I’m really too old for this realisation.
I was 40 this year, I’ve been married nearly two decades, I have three children, two primary aged and one secondary aged.
I love my husband but I’m not sure I’ve ever been attracted to him. I thought I was… and all my friends moaned about having to have sex with their partners / husbands so I thought my lack of sex drive was normal. Now I’m not so sure.
I thought a long time ago that I might be gay but I was able to ignore it and it’s only been the last couple of years that it’s become more difficult to ignore. I’ve spoken to my husband about it but he says I am just depressed and when I’m not depressed I will want to have sex. He says if I were gay I’d not have got married and have had three children.
I am worried that I am depressed because I am gay and having to act straight. It’s definitely been a gradual realisation. When I look at how I felt about famous people - I’d just pick a random man out of a boyband etc and pretend to be interested like everyone else but I wasn’t actually interested. The difficulty is that I love my husband and my children but that since this has become evident having sex has become more and more difficult. I have to really make myself or get drunk first. It can’t be nice for him to feel I don’t want him either.

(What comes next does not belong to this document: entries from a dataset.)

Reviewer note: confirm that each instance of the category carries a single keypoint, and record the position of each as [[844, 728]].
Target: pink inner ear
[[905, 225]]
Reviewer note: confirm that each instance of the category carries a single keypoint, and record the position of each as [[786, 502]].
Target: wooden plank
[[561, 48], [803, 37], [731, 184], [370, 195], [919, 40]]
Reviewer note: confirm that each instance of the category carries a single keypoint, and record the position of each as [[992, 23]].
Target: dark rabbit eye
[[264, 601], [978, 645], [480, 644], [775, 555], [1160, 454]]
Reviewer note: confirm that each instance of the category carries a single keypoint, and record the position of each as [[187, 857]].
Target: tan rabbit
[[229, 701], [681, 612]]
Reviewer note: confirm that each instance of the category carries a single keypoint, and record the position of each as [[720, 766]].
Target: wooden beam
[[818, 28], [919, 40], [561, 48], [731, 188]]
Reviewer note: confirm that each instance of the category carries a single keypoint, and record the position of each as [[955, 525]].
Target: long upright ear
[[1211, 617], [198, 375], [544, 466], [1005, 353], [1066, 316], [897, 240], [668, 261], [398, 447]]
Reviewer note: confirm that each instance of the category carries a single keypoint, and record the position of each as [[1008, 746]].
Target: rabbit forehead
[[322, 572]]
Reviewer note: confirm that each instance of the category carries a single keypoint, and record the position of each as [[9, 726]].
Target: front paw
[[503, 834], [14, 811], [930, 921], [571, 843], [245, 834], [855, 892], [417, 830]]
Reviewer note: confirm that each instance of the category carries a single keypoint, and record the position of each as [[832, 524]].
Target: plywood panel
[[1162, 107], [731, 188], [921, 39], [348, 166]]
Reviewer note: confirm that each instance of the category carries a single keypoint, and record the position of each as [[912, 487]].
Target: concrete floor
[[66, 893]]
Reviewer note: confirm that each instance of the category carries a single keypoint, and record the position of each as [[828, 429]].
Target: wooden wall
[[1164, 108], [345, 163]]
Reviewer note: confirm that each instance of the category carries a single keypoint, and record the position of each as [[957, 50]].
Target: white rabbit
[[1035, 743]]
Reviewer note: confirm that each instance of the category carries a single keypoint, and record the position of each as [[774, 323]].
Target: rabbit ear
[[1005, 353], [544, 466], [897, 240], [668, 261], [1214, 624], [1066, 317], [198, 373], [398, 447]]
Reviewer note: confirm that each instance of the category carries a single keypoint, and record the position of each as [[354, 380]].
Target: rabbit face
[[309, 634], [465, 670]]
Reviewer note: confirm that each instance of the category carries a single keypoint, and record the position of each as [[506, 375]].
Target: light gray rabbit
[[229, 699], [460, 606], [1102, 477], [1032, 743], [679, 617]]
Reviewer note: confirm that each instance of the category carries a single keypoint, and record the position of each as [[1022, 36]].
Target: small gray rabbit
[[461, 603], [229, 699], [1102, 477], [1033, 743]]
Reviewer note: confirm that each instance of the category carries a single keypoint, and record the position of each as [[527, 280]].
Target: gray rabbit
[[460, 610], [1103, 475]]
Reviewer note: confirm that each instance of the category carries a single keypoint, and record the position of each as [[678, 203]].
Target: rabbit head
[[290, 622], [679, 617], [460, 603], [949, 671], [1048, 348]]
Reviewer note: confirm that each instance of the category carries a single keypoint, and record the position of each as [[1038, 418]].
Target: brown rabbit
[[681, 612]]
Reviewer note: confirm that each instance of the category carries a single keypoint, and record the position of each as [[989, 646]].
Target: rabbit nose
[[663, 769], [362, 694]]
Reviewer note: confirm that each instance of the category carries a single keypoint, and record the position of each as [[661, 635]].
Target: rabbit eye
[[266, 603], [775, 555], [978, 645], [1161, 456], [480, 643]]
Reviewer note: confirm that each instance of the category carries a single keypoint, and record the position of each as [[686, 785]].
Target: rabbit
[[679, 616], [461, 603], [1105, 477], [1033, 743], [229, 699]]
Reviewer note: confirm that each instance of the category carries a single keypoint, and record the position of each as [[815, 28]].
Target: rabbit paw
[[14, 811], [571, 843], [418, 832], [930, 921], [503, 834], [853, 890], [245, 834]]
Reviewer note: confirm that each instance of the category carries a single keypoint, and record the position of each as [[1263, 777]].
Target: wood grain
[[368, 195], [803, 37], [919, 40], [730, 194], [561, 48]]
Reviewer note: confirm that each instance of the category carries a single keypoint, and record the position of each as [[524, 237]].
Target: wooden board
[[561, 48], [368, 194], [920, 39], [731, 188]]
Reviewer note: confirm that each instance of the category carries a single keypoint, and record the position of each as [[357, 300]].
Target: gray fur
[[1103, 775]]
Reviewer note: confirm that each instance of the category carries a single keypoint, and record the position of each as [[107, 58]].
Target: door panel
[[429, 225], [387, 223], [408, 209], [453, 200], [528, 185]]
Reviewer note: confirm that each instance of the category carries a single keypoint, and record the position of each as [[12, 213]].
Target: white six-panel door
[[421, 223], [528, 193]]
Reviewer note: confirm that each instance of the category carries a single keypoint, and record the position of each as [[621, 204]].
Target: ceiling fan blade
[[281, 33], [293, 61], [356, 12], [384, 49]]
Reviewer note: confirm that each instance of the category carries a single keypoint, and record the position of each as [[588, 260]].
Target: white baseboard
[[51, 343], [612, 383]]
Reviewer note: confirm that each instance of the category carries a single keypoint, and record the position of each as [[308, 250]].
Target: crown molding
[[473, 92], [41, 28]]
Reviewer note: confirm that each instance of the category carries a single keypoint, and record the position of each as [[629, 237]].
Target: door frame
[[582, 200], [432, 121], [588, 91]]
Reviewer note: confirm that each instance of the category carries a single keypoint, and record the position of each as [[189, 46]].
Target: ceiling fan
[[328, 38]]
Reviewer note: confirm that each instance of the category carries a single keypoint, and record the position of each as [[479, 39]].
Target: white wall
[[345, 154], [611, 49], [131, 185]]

He is angry - understandably - but I swear I didn’t seek to lie or mislead him. My family is religious and I knew on some level that it would be impossible for me to be gay when I was younger. He comments that now I give off a ‘lesbian vibe’ and other women look at me. I find that hard, I’m not sure it’s true. I look the same as I always did.
I worry that I am wrong though. What if this isn’t what’s missing? What if I’m just having a mid-life crisis? I’ve read stuff that says people who are straight are just straight and don’t question it, is that true? I would prefer to be straight and yet this is keeping me awake at night, worrying.
It sounds dramatic but I feel I can either sacrifice myself or my husband and children. And even if I am gay, how much does it matter? Does it matter at all?
My children probably wouldn’t be thrilled with a gay mother, especially my oldest. The easiest thing is to try and ignore it again but I’m selfishly finding that really hard.
it feels so unfair, for all of us.
I feel 90% certain I’m gay but how can I know for sure?